The area of a circle refers to the size of the plane space occupied by the circle, which is often expressed by S. The circle is a regular plane geometry figure, and there are many calculation methods, such as Kepler method and cavalli method.

The Egyptian pyramid of khufu, built more than 4,000 years ago, has a square base and covers an area of 52,900 square meters. The calculation of its base length and angle is very accurate and the error is very small. It can be seen that the technical level of measuring a large area was already very high at that time. And the circle is the most important curved edge shape. The ancient Egyptians regarded it as a sacred figure given by God.

How to find the area of a circle is a test of human wisdom by mathematics. The general derivation of the formula of circle area is: firstly, divide a circle into several parts evenly, then put it into an approximate rectangle, and finally derive the formula of circle area according to the relationship between rectangle and circle. At that time, people thought that since the square area was easy to find, all they had to do was to find a way to make the square area and the circle area exactly equal.

But how to make such a square has become another difficult problem. One of the three major geometric problems in ancient times was to turn a circle into a square. This geometric drawing problem, which originated in ancient Greece, has been puzzling many geniuses for more than 2000 years. It was not until the19th century that people proved that this geometric drawing problem could not be made by the ruler and ruler drawing method of the ancients.

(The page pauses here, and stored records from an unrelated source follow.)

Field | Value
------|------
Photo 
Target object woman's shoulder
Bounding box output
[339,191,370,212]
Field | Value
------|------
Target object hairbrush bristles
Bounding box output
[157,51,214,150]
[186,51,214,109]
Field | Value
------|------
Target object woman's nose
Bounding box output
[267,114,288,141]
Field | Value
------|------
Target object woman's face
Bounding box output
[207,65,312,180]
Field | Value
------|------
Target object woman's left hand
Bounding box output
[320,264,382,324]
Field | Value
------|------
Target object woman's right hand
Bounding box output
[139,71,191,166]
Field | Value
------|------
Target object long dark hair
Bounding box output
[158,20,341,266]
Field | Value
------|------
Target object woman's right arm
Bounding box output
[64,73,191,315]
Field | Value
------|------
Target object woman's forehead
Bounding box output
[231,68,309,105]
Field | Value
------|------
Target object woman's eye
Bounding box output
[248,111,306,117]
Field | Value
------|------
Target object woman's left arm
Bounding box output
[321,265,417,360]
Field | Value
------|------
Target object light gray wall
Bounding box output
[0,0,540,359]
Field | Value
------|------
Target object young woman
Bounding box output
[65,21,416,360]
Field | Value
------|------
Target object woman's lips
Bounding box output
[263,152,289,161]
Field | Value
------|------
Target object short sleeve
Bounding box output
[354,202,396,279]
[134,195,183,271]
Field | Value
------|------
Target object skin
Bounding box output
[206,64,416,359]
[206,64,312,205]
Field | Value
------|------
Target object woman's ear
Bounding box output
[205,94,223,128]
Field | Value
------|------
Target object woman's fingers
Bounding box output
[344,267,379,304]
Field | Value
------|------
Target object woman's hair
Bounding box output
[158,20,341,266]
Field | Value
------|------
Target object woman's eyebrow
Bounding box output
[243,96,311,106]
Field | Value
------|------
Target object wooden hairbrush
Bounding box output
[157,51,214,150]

Deductive history of circle area;

Zu Chongzhi, an ancient mathematician in China, started with a circle inscribed with a regular hexagon, multiplied the number of sides, and approximated the area of a circle with the inscribed area of a regular polygon. Mathematicians in ancient Greece started with regular polygons inscribed in a circle and circumscribed at the same time, increasing the number of their sides and approaching the area of the circle from the inside out.

Mathematicians in ancient India cut a circle into many small petals similar to watermelons, and then butted these small petals into a rectangle, replacing the area of the circle with the area of the rectangle. Many ancient mathematicians worked hard on the area of a circle and made valuable contributions. It opens the way for future generations to solve this problem.